To identify the nature of transcripts detected as extra bands (*1 to *4) (Fig. 9C), we performed Northern blot analysis using RRE, vif, and vpr probes (Fig. 9B). As expected, 9-kb transcripts but not 1.8-kb transcripts were detected by the RRE, vif, and vpr probes (Fig. 9D). While all transcripts longer than 4 kb were detected by the RRE probe, the vif and vpr probes recognized the species *1 to *3 and *1 to *4, respectively. The *2 band was more intense with the vpr probe than with the vif probe. Thus, the *1 species contained the vif transcript (Fig. 9B), and the *2 band consisted mainly of the vpr transcript (Fig. 9B). Transcripts *3 and *4 contained the Vif/Vpr-coding region and Vpr-coding region, respectively, without the RRE region.

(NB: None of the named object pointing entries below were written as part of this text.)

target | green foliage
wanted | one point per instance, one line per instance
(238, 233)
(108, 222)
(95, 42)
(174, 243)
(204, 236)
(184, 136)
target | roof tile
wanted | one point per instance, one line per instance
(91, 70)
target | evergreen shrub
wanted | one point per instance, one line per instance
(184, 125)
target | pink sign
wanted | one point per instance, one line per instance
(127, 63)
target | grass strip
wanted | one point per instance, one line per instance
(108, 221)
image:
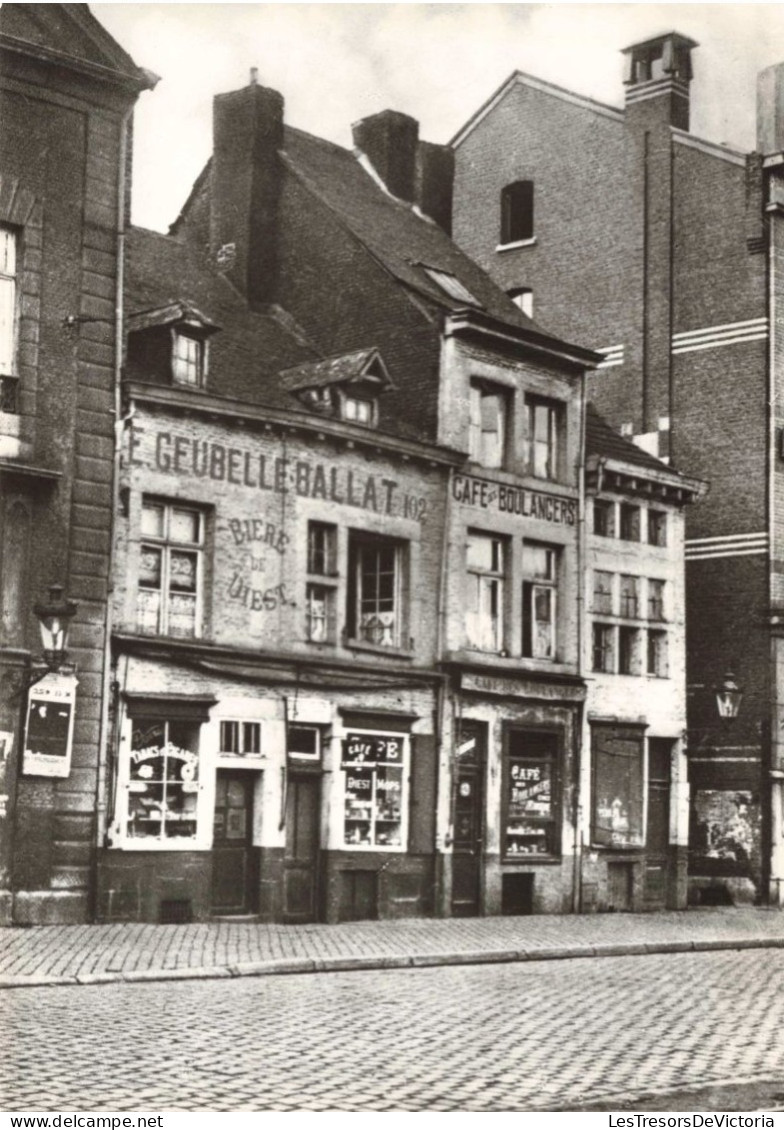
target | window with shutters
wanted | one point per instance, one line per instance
(516, 213)
(488, 424)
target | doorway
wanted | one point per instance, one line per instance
(233, 852)
(301, 857)
(469, 824)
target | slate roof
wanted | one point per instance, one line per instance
(252, 346)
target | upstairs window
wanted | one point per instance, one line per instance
(485, 596)
(170, 570)
(540, 570)
(374, 590)
(516, 213)
(543, 437)
(487, 425)
(188, 359)
(8, 290)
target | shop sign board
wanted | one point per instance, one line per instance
(49, 729)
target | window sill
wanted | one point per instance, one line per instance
(517, 243)
(379, 650)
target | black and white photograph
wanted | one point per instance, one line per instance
(392, 561)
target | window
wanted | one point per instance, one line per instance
(188, 361)
(656, 657)
(540, 565)
(8, 255)
(530, 814)
(374, 773)
(163, 781)
(656, 528)
(655, 600)
(516, 213)
(617, 759)
(543, 425)
(603, 659)
(629, 522)
(602, 592)
(170, 570)
(603, 518)
(629, 597)
(240, 737)
(485, 596)
(522, 296)
(487, 427)
(374, 590)
(358, 409)
(321, 596)
(628, 649)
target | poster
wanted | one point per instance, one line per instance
(49, 730)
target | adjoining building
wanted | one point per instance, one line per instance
(67, 92)
(660, 250)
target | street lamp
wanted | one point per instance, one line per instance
(54, 619)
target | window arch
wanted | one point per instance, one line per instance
(516, 211)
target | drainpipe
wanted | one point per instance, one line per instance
(106, 675)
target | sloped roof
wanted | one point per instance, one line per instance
(252, 346)
(71, 33)
(402, 240)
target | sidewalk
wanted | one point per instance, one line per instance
(137, 952)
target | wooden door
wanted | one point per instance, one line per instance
(233, 853)
(301, 858)
(658, 824)
(469, 829)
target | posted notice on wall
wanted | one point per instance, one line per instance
(49, 732)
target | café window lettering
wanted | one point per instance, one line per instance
(531, 819)
(617, 817)
(374, 775)
(162, 784)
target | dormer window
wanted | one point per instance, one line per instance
(188, 359)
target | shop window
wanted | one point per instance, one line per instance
(374, 613)
(485, 596)
(602, 592)
(516, 211)
(617, 759)
(188, 359)
(543, 437)
(374, 768)
(540, 573)
(240, 737)
(629, 522)
(656, 654)
(656, 528)
(162, 785)
(487, 427)
(628, 650)
(530, 794)
(603, 518)
(170, 570)
(603, 652)
(655, 600)
(8, 298)
(629, 597)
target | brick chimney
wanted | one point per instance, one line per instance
(658, 77)
(247, 133)
(435, 182)
(389, 140)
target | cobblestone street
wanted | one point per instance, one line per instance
(502, 1037)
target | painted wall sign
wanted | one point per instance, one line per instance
(203, 459)
(49, 732)
(515, 501)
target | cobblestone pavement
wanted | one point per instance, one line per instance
(137, 950)
(494, 1037)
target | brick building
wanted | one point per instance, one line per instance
(67, 90)
(660, 250)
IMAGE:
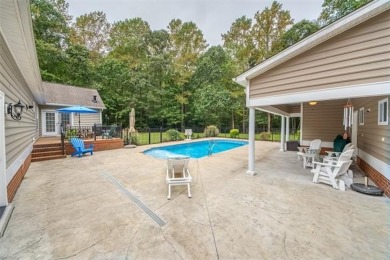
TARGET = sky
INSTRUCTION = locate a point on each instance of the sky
(213, 17)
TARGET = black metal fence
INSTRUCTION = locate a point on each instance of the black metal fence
(145, 136)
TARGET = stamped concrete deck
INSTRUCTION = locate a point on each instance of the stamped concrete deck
(69, 209)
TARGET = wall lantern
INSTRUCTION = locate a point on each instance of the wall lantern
(16, 110)
(348, 115)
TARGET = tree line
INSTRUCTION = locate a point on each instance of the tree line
(172, 77)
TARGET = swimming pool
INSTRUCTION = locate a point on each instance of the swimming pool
(194, 149)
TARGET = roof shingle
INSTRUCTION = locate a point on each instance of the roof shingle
(65, 95)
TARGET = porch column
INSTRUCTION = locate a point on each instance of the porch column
(287, 128)
(3, 179)
(282, 133)
(251, 144)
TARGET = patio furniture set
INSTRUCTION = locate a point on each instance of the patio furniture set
(334, 168)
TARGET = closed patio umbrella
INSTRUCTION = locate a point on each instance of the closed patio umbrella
(132, 121)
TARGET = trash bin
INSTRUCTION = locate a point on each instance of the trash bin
(292, 145)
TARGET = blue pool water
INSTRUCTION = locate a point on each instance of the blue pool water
(194, 149)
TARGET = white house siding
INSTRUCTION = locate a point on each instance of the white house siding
(372, 138)
(18, 134)
(360, 55)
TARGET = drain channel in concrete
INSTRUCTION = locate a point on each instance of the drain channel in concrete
(132, 197)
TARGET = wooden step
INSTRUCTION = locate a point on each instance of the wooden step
(46, 149)
(47, 145)
(45, 158)
(36, 154)
(42, 152)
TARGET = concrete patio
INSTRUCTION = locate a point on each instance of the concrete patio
(70, 209)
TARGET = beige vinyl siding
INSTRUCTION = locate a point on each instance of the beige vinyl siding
(370, 134)
(86, 119)
(323, 121)
(18, 134)
(358, 56)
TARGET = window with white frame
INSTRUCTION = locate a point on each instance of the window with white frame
(361, 116)
(383, 111)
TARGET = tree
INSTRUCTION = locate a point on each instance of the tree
(333, 10)
(128, 41)
(49, 24)
(268, 29)
(91, 30)
(216, 97)
(238, 42)
(187, 44)
(296, 33)
(112, 80)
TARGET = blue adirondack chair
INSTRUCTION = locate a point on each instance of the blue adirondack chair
(78, 145)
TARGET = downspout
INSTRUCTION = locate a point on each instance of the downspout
(251, 137)
(282, 133)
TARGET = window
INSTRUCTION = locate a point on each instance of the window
(361, 116)
(383, 112)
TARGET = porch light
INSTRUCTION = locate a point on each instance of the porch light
(348, 115)
(15, 110)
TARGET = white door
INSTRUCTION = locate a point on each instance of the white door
(354, 131)
(50, 123)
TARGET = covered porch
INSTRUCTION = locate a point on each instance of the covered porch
(347, 60)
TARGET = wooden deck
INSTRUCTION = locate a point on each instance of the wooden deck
(57, 139)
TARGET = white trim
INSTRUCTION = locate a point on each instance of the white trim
(361, 116)
(295, 114)
(15, 166)
(363, 14)
(382, 101)
(282, 133)
(354, 134)
(287, 129)
(3, 157)
(323, 144)
(68, 105)
(355, 91)
(378, 165)
(251, 145)
(273, 110)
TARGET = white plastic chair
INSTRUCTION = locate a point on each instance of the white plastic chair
(178, 174)
(333, 172)
(331, 155)
(311, 154)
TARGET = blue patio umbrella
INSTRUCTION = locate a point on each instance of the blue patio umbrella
(77, 109)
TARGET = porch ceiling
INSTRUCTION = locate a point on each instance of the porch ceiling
(16, 28)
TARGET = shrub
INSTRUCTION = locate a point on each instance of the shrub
(265, 136)
(173, 135)
(134, 139)
(234, 133)
(211, 131)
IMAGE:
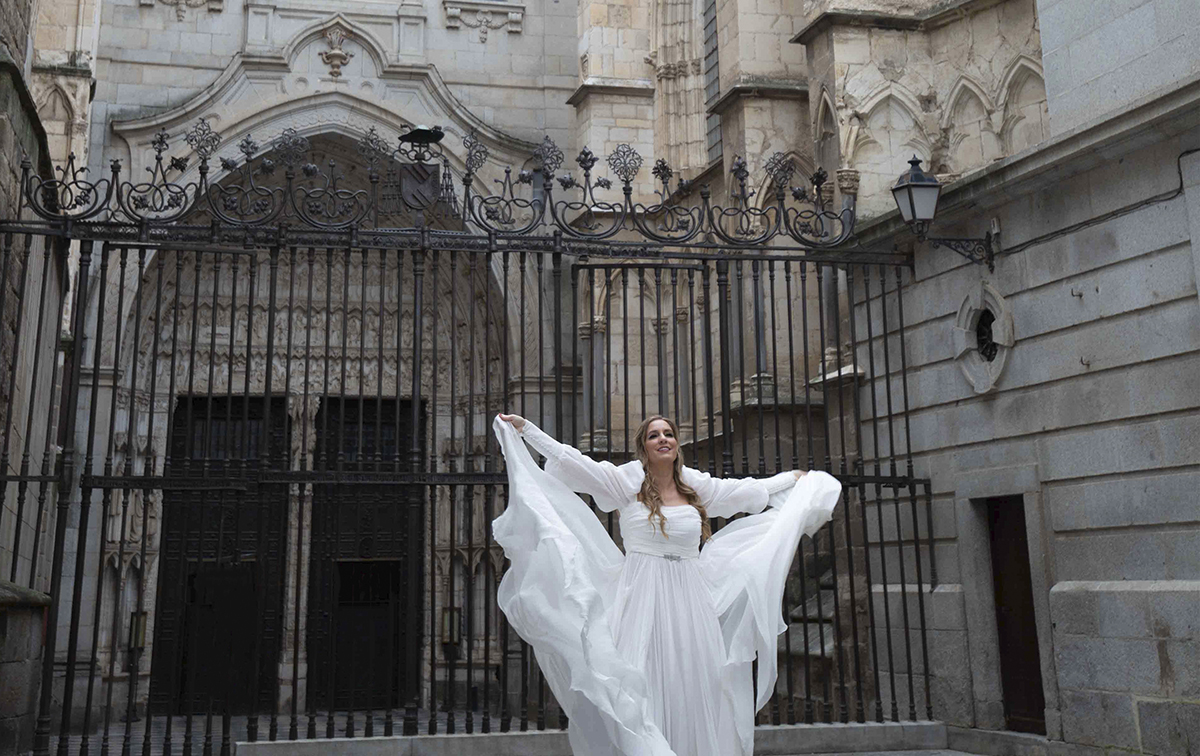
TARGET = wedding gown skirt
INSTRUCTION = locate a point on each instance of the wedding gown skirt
(649, 653)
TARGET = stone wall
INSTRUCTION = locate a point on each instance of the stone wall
(1090, 415)
(22, 613)
(510, 65)
(1104, 57)
(958, 87)
(22, 136)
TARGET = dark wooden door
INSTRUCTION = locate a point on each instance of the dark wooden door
(221, 569)
(366, 573)
(366, 635)
(1020, 664)
(221, 624)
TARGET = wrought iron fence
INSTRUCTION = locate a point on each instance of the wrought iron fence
(267, 513)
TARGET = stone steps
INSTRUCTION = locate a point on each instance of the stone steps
(899, 739)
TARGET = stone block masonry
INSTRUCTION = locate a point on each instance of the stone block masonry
(22, 616)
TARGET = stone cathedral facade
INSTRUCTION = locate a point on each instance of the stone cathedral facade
(1025, 109)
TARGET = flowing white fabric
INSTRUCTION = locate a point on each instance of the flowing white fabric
(649, 653)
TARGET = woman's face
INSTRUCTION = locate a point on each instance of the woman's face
(661, 445)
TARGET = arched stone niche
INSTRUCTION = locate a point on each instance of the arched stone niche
(983, 337)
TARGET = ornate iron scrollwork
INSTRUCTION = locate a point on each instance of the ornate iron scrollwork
(414, 183)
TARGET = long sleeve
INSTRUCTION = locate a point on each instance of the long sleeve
(606, 483)
(725, 497)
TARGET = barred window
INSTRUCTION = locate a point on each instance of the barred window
(712, 81)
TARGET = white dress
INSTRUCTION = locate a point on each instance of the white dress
(649, 652)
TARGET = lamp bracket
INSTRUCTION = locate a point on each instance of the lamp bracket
(979, 251)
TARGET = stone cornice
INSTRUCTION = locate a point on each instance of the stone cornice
(766, 89)
(605, 85)
(937, 16)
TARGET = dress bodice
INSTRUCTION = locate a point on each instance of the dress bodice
(641, 533)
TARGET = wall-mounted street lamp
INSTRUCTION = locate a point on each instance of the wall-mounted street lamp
(917, 193)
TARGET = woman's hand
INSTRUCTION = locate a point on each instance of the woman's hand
(517, 421)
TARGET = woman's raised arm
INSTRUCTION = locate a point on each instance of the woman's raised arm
(725, 497)
(603, 480)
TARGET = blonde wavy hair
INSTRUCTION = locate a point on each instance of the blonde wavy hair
(651, 496)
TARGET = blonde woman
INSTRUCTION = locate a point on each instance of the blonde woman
(649, 652)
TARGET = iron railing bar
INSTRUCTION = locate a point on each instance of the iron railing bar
(414, 457)
(469, 491)
(779, 467)
(87, 493)
(862, 504)
(912, 495)
(433, 463)
(30, 413)
(490, 582)
(47, 448)
(521, 372)
(41, 744)
(18, 328)
(149, 467)
(450, 609)
(305, 491)
(329, 513)
(737, 346)
(505, 714)
(126, 234)
(389, 673)
(895, 499)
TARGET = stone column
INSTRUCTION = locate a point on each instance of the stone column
(615, 101)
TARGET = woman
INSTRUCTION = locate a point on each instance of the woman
(649, 652)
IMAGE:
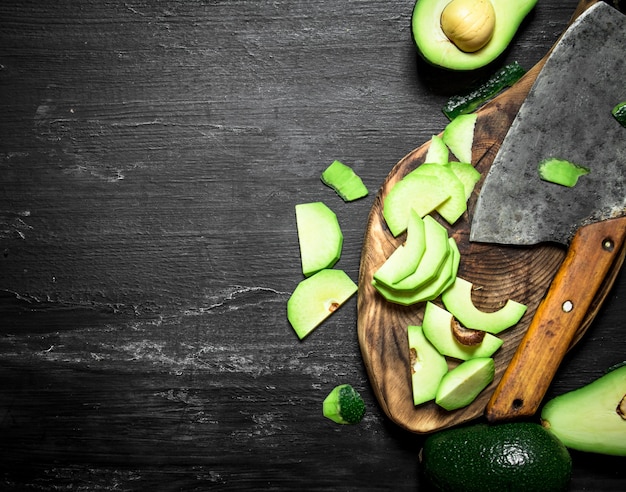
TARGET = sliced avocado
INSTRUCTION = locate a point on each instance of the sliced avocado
(344, 181)
(455, 206)
(427, 366)
(467, 174)
(432, 289)
(319, 236)
(512, 457)
(435, 255)
(458, 300)
(317, 297)
(461, 386)
(405, 258)
(458, 135)
(417, 192)
(438, 152)
(591, 418)
(437, 325)
(561, 171)
(436, 48)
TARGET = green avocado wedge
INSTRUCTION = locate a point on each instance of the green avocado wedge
(591, 418)
(437, 49)
(437, 326)
(458, 300)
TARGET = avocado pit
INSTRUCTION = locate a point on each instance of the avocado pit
(469, 24)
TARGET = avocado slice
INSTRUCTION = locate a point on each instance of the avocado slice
(317, 297)
(435, 255)
(438, 152)
(437, 49)
(458, 135)
(591, 418)
(432, 289)
(458, 300)
(461, 386)
(346, 183)
(455, 206)
(428, 366)
(437, 326)
(405, 258)
(467, 174)
(319, 236)
(418, 192)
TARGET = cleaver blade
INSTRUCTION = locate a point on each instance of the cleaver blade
(566, 115)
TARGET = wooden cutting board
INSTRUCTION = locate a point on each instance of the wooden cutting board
(498, 272)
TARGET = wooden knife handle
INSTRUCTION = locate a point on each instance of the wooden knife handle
(524, 383)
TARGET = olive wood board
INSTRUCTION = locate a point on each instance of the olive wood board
(498, 273)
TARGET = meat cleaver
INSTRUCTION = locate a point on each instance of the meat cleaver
(566, 115)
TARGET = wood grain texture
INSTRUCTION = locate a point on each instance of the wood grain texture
(498, 273)
(151, 156)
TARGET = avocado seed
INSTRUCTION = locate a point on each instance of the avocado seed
(469, 24)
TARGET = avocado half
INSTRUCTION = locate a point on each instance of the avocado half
(434, 46)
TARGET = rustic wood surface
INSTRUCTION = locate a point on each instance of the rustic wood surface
(151, 155)
(498, 273)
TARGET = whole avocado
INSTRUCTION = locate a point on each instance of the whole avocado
(495, 458)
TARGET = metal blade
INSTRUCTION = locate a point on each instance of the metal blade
(567, 115)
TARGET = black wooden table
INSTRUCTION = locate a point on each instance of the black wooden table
(151, 155)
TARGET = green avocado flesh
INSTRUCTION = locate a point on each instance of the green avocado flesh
(463, 384)
(434, 46)
(512, 457)
(427, 366)
(561, 171)
(344, 181)
(437, 326)
(418, 192)
(344, 405)
(437, 152)
(619, 113)
(317, 297)
(319, 236)
(591, 418)
(454, 207)
(404, 259)
(458, 135)
(458, 300)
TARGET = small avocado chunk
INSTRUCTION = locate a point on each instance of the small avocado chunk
(427, 366)
(458, 300)
(516, 457)
(591, 418)
(561, 171)
(319, 236)
(473, 24)
(458, 135)
(467, 174)
(437, 152)
(344, 405)
(344, 181)
(463, 384)
(619, 113)
(317, 297)
(468, 103)
(419, 192)
(438, 328)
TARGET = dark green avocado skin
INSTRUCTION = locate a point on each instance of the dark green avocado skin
(496, 458)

Northern blot analysis revealed that the lower expression of late proteins by 5R, P233ccc, and V234gtg was linked to the abundance of transcripts, especially the *1 and *3 species. We hypothesized that these abundant transcripts may disturb the expression of late proteins. To test this possibility, we performed interference assays by the cotransfection of D229gat and 5R/V234gtg (Fig. 10). If the extra transcripts *1 and *3 interfere with translation from transcripts corresponding to late proteins, the Gag-p24 expression levels of D229gat would be proportionally decreased upon cotransfection with increasing amounts of 5R or V234gtg. As shown in Fig. 10 (top and middle panels), p24 expression levels were increased in cells upon single transfection of D229gat, 5R, or V234gtg with an increasing DNA amount, and marked differences were observed between each clone (D229gat > 5R > V234gtg). When a constant amount of D229gat and an increasing amount of 5R or V234gtg were cotransfected, p24 expression levels reflected just the addition of the amount produced by each clone. Virion production from cells correlated well with the intracellular p24 expression levels (data not shown). Cotransfection assays using D229gat and the gag/gag-pol frameshift mutant of V234gtg (gtg-Spe), which is incapable of producing p24, were performed to confirm this result. As is clearly observed in Fig. 10 (bottom panel), the increase in the amount of the gtg-Spe clone did not affect p24 expression levels produced from D229gat. Taken together, these results suggest that a large amount of transcripts (especially the *1 and *3 species) in 5R and V234gtg clones does not interfere with Gag-p24 expression and also that the single-nucleotide changes in the SA1prox act on the expression of late proteins in cis.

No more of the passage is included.